Thursday, January 3, 2013

Being Overweight Is Not a Mortality Risk

In 2009 a study from Canada reported that slightly overweight people actually were at less risk of dying than people of normal weight (see this blog, July 9, 2009). That study generated a lot of controversy, understandably. One criticism was that the study included “only” 11,000 people, all of whom were Canadians; perhaps the results would not be not be generalizable to other populations.

Now a subsequent much larger study proves the Canadian study right. The most recent study is a meta-analysis of 97 separate studies of weight versus mortality that includes over 2.9 million people. The results show quite convincingly that people who were “overweight” by current government definitions (a Body Mass Index of 25-29.9) were 6 percent less likely to die over a given time period than persons of “normal” weight (BMI 18.5-24.9).

No one is suggesting that people should gain weight just to live longer. For one thing, mortality risk goes up dramatically for persons who are severely or morbidly obese. But the data do call into question the proper definition of “normal” or ideal weight.
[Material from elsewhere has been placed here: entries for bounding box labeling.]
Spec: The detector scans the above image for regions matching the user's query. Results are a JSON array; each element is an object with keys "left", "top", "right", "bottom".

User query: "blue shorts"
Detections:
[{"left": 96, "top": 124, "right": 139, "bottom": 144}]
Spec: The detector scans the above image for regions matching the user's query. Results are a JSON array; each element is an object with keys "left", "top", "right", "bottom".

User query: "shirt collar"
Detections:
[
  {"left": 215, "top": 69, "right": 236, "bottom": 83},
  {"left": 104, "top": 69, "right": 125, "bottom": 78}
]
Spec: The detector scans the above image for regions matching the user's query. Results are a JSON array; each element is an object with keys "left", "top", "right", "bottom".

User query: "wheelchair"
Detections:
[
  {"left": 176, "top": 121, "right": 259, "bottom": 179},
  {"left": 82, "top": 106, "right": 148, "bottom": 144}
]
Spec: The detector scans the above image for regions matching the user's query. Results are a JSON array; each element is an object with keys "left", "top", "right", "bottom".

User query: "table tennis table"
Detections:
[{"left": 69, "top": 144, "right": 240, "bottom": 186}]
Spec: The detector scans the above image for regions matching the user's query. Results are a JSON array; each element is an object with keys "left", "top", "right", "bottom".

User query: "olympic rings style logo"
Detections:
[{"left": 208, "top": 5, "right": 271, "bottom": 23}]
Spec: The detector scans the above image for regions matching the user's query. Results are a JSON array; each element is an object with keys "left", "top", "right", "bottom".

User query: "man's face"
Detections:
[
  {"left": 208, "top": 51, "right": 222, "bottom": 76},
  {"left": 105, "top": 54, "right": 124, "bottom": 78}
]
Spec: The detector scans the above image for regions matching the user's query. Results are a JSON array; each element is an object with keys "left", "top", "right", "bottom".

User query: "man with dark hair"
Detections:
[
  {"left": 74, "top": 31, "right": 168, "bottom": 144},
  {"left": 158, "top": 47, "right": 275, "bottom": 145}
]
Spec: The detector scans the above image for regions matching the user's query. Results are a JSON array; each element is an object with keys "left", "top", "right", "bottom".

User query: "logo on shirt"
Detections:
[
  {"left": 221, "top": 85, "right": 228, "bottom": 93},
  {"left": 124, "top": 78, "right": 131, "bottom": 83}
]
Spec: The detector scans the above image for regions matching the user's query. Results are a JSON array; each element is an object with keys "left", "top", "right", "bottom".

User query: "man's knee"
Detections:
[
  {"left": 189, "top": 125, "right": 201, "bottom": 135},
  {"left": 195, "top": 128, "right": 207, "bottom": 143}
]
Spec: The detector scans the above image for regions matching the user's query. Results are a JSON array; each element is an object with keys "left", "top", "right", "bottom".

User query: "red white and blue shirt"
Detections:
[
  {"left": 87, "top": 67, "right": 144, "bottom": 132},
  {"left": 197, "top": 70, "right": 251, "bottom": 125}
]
Perhaps the definitions of normal weight, overweight, and obesity need to be shifted ever-so-slightly to the right, towards slightly higher BMIs.

We may never have a true definition of “ideal” weight, because any such definition would probably have to take into account a whole host of other factors such as physical health and even happiness. But the current data does give one food for thought when it comes to understanding the meaning and value of government definitions of ideal weights.